Nachdem Thomas Brasch aus dem Knast kommt, treibt es ihn in die Literaten- und Dissidentenszene, diese Welt, in der Dramatiker wie Heiner Müller oder Poeten wie Wolf Biermann glänzen. Als Thomas Brasch sein Buch „Vor den Vätern sterben die Söhne“ schreibt, das in der DDR nicht erscheinen durfte, legte ihm Honecker persönlich die Ausreise in den Westen nahe. 
Die Karriere von Horst Brasch hat da schon einen Knick erhalten. Die Parteioberen machen ihn für seinen Dissidentensohn verantwortlich. „Sie haben Recht, ich habe bei Deiner Erziehung versagt“, sagt er, als man ihn in ein Kaff als Parteisekretär versetzt. „Ha!“, rief da der mittlere Bruder Klaus: „Dann müssen sie dich doch eigentlich nach Sibirien schicken, bei meiner Erziehung hast du nämlich auch versagt.“
Klaus zieht es in die Film-Boheme, er spielt in so legendären Streifen wie „Solo Sunny“. Trinkt.

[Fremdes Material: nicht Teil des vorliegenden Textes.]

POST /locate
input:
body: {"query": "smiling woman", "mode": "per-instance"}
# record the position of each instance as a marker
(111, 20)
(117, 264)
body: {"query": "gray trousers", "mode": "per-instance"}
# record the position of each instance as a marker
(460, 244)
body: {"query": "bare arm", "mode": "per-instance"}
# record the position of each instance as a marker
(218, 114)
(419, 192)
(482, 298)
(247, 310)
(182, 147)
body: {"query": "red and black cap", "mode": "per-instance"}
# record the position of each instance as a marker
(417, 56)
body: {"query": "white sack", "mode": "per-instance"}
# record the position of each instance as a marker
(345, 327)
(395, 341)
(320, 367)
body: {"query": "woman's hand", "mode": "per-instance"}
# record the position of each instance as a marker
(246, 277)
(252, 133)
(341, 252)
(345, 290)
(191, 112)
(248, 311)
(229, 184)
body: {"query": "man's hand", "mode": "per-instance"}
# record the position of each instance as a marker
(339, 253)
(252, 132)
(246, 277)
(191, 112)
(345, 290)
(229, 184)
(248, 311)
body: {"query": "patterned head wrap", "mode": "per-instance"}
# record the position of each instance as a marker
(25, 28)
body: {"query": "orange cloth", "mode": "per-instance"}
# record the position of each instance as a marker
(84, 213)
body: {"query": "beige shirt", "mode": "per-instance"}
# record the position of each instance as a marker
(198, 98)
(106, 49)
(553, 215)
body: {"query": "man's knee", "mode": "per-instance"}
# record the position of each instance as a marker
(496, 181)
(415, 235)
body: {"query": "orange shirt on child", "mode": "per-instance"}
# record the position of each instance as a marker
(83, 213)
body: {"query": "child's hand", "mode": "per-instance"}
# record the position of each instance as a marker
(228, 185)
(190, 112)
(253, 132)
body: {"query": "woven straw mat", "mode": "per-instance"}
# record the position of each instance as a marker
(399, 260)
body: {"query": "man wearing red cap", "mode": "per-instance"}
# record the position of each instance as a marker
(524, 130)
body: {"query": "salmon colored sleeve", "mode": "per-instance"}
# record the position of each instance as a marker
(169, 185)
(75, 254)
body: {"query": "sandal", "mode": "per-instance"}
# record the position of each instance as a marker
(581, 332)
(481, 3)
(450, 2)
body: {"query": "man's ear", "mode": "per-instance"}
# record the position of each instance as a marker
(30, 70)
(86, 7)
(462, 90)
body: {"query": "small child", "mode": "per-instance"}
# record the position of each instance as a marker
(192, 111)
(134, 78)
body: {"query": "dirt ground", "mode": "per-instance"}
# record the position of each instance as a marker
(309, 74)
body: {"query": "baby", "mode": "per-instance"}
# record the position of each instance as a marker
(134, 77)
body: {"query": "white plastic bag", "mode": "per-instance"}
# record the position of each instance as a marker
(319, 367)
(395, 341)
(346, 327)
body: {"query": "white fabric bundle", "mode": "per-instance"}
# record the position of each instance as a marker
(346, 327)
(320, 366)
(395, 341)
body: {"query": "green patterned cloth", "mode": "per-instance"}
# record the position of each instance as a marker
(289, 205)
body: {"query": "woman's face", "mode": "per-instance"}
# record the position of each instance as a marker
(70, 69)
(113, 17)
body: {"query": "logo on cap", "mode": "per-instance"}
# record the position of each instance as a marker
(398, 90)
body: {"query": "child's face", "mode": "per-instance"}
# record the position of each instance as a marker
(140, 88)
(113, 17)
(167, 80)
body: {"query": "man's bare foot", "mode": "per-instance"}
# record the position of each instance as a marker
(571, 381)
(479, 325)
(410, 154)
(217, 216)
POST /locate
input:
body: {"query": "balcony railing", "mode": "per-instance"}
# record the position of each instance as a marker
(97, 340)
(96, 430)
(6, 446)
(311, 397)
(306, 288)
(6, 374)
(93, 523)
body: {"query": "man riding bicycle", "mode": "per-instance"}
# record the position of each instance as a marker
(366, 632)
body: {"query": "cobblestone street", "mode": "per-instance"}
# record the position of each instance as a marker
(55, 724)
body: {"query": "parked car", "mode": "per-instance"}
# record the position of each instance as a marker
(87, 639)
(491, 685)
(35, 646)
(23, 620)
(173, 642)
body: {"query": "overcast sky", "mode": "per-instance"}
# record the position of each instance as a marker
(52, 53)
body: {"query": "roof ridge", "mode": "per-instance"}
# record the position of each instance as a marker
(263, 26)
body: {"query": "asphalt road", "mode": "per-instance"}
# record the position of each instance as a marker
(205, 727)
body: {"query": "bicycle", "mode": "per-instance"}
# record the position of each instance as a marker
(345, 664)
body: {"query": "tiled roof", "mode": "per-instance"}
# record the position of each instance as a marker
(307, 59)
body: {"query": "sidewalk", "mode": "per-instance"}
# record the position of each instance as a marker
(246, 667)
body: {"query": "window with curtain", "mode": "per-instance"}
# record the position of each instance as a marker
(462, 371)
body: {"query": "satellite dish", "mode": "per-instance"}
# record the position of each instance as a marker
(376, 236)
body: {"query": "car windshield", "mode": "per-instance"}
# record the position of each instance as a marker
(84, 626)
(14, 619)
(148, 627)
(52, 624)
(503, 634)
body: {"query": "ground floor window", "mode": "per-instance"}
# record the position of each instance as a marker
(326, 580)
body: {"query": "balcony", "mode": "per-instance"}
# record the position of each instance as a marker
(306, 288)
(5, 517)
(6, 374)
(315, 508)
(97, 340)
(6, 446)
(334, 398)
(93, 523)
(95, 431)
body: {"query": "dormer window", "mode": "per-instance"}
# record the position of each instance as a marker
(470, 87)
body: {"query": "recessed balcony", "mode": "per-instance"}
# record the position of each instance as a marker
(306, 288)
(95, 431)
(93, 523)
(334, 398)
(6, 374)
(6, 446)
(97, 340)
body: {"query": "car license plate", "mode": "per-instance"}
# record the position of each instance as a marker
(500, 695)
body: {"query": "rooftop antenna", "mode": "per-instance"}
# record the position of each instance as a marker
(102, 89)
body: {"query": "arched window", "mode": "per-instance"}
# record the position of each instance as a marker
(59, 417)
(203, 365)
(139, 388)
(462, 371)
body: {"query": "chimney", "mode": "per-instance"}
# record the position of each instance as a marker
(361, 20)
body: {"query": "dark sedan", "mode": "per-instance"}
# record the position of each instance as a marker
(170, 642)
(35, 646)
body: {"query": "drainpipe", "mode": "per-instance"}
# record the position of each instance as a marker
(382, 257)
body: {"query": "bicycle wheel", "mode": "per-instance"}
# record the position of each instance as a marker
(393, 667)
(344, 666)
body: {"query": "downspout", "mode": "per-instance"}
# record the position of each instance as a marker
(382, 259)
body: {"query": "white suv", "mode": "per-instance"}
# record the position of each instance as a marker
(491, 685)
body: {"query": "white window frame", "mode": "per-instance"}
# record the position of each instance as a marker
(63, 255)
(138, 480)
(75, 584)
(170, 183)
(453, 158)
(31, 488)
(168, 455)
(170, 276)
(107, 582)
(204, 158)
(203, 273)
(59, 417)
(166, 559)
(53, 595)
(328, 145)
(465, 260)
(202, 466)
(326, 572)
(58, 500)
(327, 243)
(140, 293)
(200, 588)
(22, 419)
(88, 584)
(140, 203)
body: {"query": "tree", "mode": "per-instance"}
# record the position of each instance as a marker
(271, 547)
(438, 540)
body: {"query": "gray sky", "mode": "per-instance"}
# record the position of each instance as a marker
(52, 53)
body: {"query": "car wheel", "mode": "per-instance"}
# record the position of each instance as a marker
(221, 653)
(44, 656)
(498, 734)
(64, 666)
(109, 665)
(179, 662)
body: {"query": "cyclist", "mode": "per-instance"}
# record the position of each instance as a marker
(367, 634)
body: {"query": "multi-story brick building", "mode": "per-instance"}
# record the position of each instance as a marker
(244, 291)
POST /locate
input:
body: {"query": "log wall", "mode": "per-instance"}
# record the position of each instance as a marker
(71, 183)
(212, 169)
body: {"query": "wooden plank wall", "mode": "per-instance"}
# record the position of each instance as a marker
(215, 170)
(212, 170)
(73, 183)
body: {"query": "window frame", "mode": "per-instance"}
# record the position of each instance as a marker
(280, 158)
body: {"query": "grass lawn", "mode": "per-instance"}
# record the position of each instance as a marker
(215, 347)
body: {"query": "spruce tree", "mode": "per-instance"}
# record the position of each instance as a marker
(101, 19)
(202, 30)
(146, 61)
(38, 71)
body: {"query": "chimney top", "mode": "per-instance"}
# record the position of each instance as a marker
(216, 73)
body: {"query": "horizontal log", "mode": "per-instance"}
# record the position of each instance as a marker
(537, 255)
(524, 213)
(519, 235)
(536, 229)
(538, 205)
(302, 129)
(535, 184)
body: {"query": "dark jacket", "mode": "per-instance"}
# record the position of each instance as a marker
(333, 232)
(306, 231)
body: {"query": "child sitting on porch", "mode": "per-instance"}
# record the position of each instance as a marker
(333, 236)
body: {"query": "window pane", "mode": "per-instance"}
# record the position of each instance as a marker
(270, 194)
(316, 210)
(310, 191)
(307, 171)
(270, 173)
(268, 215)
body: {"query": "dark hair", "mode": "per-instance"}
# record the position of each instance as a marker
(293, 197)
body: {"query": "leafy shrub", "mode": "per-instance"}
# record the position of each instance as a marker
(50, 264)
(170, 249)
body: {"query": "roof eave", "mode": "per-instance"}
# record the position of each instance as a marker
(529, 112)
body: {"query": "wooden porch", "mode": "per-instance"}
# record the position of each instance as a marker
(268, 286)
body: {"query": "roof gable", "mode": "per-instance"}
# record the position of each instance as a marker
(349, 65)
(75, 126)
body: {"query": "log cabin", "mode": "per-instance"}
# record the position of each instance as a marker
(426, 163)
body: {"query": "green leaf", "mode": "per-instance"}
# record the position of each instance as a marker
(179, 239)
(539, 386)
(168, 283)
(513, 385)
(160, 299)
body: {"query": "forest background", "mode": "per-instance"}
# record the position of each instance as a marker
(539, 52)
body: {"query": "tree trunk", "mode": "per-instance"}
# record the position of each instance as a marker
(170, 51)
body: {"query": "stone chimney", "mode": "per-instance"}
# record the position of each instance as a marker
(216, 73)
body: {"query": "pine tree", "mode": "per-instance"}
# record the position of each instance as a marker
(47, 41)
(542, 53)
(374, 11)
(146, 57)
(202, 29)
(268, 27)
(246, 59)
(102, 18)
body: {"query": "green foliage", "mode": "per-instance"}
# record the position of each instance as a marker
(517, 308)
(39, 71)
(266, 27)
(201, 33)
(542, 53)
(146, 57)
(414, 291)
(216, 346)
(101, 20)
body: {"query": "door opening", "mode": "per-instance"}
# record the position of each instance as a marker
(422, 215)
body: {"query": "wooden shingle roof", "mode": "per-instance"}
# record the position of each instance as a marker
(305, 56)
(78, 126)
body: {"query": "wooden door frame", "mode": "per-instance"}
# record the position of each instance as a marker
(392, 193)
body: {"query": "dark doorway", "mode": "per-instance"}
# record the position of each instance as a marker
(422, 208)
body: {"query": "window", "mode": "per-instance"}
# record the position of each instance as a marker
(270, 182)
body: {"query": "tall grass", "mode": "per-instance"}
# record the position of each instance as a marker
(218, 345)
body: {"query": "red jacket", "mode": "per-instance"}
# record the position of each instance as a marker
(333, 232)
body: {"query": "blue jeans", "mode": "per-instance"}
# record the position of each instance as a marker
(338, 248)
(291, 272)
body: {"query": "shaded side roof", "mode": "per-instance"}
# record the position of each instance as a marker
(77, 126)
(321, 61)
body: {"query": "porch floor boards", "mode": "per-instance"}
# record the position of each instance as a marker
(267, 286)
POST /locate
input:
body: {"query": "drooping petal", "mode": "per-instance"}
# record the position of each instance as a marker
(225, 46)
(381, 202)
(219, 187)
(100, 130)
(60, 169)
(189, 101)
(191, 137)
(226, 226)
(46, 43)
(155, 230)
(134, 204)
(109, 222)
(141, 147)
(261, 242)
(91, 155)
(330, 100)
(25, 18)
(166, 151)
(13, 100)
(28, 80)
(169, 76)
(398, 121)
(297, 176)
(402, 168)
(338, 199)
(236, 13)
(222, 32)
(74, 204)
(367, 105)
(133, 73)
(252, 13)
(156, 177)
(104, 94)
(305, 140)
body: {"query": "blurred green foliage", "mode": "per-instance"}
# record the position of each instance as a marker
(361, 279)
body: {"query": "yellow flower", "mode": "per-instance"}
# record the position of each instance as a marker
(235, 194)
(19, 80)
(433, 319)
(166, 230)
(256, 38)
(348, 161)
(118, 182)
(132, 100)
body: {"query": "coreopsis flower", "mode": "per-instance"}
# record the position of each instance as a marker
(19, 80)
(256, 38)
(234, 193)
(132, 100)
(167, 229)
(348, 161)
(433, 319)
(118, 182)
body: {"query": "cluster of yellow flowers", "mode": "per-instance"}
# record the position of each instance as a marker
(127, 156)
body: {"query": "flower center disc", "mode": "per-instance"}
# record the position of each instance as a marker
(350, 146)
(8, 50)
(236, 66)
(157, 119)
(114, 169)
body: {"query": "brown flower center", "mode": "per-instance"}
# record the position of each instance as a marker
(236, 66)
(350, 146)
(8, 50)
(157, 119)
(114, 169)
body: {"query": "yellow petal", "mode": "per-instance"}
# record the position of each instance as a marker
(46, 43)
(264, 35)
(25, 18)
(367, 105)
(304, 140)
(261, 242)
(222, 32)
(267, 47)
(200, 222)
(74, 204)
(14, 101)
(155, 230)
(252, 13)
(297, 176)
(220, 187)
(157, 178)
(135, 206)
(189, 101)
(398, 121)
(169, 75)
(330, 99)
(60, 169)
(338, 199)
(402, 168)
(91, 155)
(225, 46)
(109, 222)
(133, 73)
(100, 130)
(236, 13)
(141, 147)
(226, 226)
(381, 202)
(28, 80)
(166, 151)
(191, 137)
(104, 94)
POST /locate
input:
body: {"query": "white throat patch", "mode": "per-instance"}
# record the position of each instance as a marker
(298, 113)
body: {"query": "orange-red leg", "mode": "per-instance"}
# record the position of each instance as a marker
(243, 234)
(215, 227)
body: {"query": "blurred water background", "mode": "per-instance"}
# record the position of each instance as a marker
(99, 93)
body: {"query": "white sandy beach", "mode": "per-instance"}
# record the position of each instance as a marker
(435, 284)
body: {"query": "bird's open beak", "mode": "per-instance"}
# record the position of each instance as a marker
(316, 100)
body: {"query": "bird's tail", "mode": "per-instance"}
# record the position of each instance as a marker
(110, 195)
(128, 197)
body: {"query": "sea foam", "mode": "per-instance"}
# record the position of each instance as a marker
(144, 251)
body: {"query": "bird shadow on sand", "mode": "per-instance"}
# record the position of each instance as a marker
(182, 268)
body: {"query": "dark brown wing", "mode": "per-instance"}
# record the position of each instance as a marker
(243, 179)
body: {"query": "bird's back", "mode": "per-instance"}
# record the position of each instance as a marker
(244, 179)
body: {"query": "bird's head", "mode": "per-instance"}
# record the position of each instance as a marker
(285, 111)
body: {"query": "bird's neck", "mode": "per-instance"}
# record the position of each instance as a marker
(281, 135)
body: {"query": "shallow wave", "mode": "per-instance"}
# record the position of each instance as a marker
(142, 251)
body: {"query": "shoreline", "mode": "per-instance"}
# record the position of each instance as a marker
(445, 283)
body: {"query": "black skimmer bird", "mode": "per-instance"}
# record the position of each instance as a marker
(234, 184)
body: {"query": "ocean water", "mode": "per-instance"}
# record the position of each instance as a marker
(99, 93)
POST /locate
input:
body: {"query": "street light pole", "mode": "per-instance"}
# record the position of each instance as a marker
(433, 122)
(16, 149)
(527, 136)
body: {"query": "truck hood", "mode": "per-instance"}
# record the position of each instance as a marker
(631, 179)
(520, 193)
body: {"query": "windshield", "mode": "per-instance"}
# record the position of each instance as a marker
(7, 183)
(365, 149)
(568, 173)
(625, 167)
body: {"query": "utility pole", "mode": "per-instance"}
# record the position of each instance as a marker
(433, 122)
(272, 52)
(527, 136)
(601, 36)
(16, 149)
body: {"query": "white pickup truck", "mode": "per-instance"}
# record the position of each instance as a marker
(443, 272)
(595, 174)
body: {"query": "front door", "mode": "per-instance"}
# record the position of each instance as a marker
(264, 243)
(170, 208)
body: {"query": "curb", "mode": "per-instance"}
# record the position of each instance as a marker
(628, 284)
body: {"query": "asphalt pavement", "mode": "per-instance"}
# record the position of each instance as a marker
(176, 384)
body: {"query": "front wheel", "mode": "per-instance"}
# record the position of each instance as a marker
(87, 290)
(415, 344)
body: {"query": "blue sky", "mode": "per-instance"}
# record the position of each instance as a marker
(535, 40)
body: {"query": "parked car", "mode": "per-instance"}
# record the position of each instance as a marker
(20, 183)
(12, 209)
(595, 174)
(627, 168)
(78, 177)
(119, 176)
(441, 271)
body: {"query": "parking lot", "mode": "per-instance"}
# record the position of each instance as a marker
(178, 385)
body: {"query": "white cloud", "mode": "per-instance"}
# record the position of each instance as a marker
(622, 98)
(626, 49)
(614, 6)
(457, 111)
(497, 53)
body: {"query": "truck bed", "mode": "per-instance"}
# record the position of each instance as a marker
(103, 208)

Trinkt mehr. Mischt Medikamente dazu. Stirbt. 
Die Mutter stirbt an Krebs, der jüngste Bruder Peter studiert in Leipzig. Marion Brasch, die kleine Schwester, bleibt mit dem Vater zurück, der, als gäbe es nicht schon genug Drama in dieser Welt, einen Selbstmord plant. Das Mädchen findet den Abschiedsbrief und kann glücklicherweise noch den Portier von der Parteizentrale alarmieren, bevor der Vater die Dienstpistole benützen kann. Sie bewundert die Brüder und taucht gern ein in deren Boheme-Welt, will aber den Vater nicht auch noch enttäuschen. Sie ist angepasst und doch noch mehr Opfer der DDR als all die anderen: Sie hat sich all das ja nicht einmal bewußt ausgesucht. 
Komischerweise wird sie nicht zum Totalpsycho, sondern eine sympathische, liebe junge Frau. Beim legendären DDR-Jugendradio DT-64, das 1989 zur Stimme der Revolte wird, wird sie zum Star. 
Bruder Thomas kommen im Westen die Themen abhanden. Er hat Erfolge, aber er ist entwurzelt. Peter kriegt kein Bein auf den Boden. Der eine trinkt viel Whisky, der andere nimmt zusätzlich Koks. Beide sterben 2001. 
Marion Brasch, die Überlebende, erzählt diese Geschichte der Erschütterung und Zerrüttung ihrer Familie mit viel Lakonie, ohne sie jemals zu veralbern. Sie selbst beschreibt sich als junges Mädchen, das durch ein Leben stolpert, dessen Koordinatensystem längst gezogen ist – vom Vater, von den Brüdern, von den Konflikten, in denen sie nie Akteur, sondern immer nur die kleine Schwester ist, die es mit betrifft. 
Marion Brasch: Ab jetzt ist Ruhe. Roman meiner fabelhafte Familie. S-Fischer-Verlag, Frankfurt/m. 2012. 400 Seiten. 20,90 Euro.